A class-action suit filed on Tuesday accuses Google of tracking users in private browsing modes and misrepresenting the security of those modes, according to Reuters. “Google continues to track, collect, and identify their browsing data in real-time, in contravention of federal and state laws on wiretapping and in violation of consumers’ rights to privacy,” the complaint reads. The suit seeks a minimum of $5 billion in damages, but the final amount could be much larger with payments of at least $5,000 to each affected user — vaguely estimated as “millions” in the complaint.
Ads and analytics are always watching — The lawsuit alleges that Google falsely tells users that private modes will hide their browsing activity in Chrome, Microsoft Edge, Safari, and Firefox browsers. Mainly through Google Analytics (utilized by 70 percent of websites and publishers) and Google Ad Manager, users’ activity can still be tracked and collected.
Google spokesperson Jose Castaneda told The New York Times: “Incognito mode in Chrome gives you the choice to browse the internet without your activity being saved to your browser or device. As we clearly state each time you open a new incognito tab, websites might be able to collect information about your browsing activity during your session.”
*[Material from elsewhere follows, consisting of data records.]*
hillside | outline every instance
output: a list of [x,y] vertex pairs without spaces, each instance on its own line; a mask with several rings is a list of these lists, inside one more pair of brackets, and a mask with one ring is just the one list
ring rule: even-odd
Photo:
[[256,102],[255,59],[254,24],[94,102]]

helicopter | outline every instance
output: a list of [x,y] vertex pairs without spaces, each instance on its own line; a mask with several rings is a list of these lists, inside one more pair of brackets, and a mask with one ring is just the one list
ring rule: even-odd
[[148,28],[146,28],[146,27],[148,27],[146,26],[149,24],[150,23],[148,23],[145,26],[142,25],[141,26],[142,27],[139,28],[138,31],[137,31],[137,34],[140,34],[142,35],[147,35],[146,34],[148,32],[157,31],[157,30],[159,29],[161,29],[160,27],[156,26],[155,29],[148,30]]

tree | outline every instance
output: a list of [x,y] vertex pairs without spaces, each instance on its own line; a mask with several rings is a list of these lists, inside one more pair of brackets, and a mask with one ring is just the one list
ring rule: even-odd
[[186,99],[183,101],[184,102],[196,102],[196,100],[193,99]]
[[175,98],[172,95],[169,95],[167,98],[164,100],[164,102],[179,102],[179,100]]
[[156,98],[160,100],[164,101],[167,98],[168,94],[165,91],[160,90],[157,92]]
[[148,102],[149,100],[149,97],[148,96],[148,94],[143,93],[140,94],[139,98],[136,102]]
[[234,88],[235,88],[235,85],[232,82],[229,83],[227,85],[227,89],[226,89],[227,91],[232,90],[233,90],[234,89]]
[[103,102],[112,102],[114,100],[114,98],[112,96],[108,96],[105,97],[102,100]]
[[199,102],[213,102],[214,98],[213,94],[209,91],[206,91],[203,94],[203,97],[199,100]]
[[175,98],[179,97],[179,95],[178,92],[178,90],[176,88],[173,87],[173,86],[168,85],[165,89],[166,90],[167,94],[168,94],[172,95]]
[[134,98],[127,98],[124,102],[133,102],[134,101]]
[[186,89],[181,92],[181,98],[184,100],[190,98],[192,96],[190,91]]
This lawsuit leverages California privacy laws and the Federal Wiretap Act, a new angle against Google’s data collection practices, to pursue damages. The federal law allows users to sue if their private communications are being intercepted which the suit alleges Google does with browsing history. The case was filed in the Northern District Court of California; two plaintiffs are from California and the third resides in Florida.